Psycho-Philo

Psychologie de l’illusion 2/4 Penser être sûr sans être sûr de ses pensées

Il est tout à fait normal, d’un point de vue de l’être humain, d’être sûr de ce que l’on pense. En effet c’en est même une condition d’existence, sans quoi nous pourrions sombrer dans la folie et douter totalement de ce que l’on pense. Douter de tout. Or, une nouvelle fois, la psychologie nous montre que ce bel appareil n’est pas  exempt de tout reproche.

Entre torsions et distorsions de l’esprit, la réalité vacille, encore.

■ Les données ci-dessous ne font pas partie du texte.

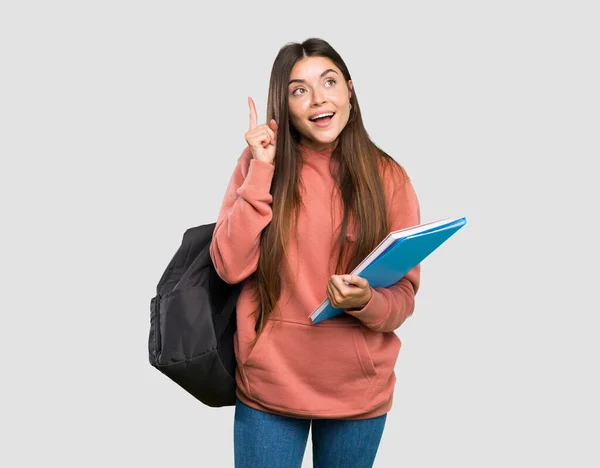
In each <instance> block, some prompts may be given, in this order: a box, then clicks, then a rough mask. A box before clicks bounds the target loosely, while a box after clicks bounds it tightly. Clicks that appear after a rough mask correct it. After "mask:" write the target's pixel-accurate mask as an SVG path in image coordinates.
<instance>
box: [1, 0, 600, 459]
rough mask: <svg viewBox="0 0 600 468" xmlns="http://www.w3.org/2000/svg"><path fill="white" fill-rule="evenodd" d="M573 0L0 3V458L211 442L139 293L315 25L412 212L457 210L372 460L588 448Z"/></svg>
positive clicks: (588, 227)
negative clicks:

En effet, si un prisme peut déformer la lumière qui le traverse, il en est de même pour les informations qui  transitent par notre belle pensante caboche. Voici quelques exemples de déformation de la pensée, à vous de voir celles qui vous parlent :

 

Abstraction sélective

C’est ici ne retenir qu’un détail de la situation en dehors du contexte. Par exemple, réussir un excellent gâteau au chocolat et ne retenir que l’on aurait pu le servir sur un plat carré plutôt que rond.

 

Disqualification du positif

C’est recevoir un « chérie tu es jolie » et se dire « oui mais il ne le pense pas vraiment » ;  « oui mais il a quelque chose derrière la tête »… et finir par dire que « tu ne me fais jamais de compliments » (rien de personnel avec le « il ».. en fait si.)

 

Inférence arbitraire (conclusion hâtive)

C’est ici tirer des conclusions sans preuve, lorsqu’on se dit « je n’y arriverai jamais » ou « cela ne marchera pas » sans avoir aucune raison valable de penser cela.

 

Personnalisation

C’est ici tout ramener à sa personne, c’est-à-dire se trouver fautif de tout ce qui peut arriver. Le « c’est de ma faute », encore une fois, en dehors de tout élément valable prouvant cette dite culpabilité.

 

Maximisation du négatif / minimisation du positif

C’est ici, par exemple, amplifier nos erreurs et minimiser nos réussites, soit : si je rate c’est de ma faute, si ça marche c’est grâce aux autres.

 

Raisonnement dichotomique

C’est une forme de pensée en interrupteur, un raisonnement en tout ou rien.  Soit vrai, soit faux soit noir soit blanc, il n’y a aucune nuance.

 

Surgénéralisation

C’est ici généraliser à partir d’une seule (ou quelques) expérience(s). Par exemple, sortir d’une mauvaise relation amoureuse et penser que les hommes sont tous les mêmes…

 

Fausses obligations

J’en ai fait un article ici (« l’enfer du devoir ») c’est ici l’enfer des « il faut que » et des « Je dois ». C’est se créer des obligations là où il n’y en a pas.

 

Enfin, un petit dernier pour la fin …

 

Etiquetage

Sartre ne renierait pas ce biais qu’on pourrait appeler le Biais d’essentialisation. Ces étiquettes qui peuvent nous coller toute une vie : « je suis maladroit » ;  « je suis bordélique » ;  « je suis timide » … une nouvelle fois sans preuve (ou si peu) et qui conduisent à la fois les autres à nous percevoir selon cette étiquette, mais également, nous-mêmes de nous comporter tel-quel. Selon Sartre, par opposition à l’essence, tel un chêne qui reste un chêne, l’existence c’est sortir de cette étiquette.

Ainsi, il est important de savoir que nous avons tous des biais de pensée et que c’est bien inutile de vouloir tous les corriger. L’important c’est de les remarquer, surtout lorsqu’ils sont fréquents et rigides. Dans ces moments là, souffrance naît au creux des vagues d’errances de notre pensée. Pas de panique donc. En effet, nous verrons à partir de la semaine prochaine de quelle manière nous allons pouvoir avancer à la fois avec nos cinq sens qui peuvent nous tromper mais aussi ces pensées parfois déformées.

D’ici là, libre à vous d’identifier quels sont vos biais les plus fréquents et, peut-être, d’essayer de les remarquer dans la vie quotidienne pour mieux les prendre en compte. C’est un peu comme savoir que votre balance de cuisine est décalée de 10 g, vous ne changez peut être pas la balance mais vous en tenez compte.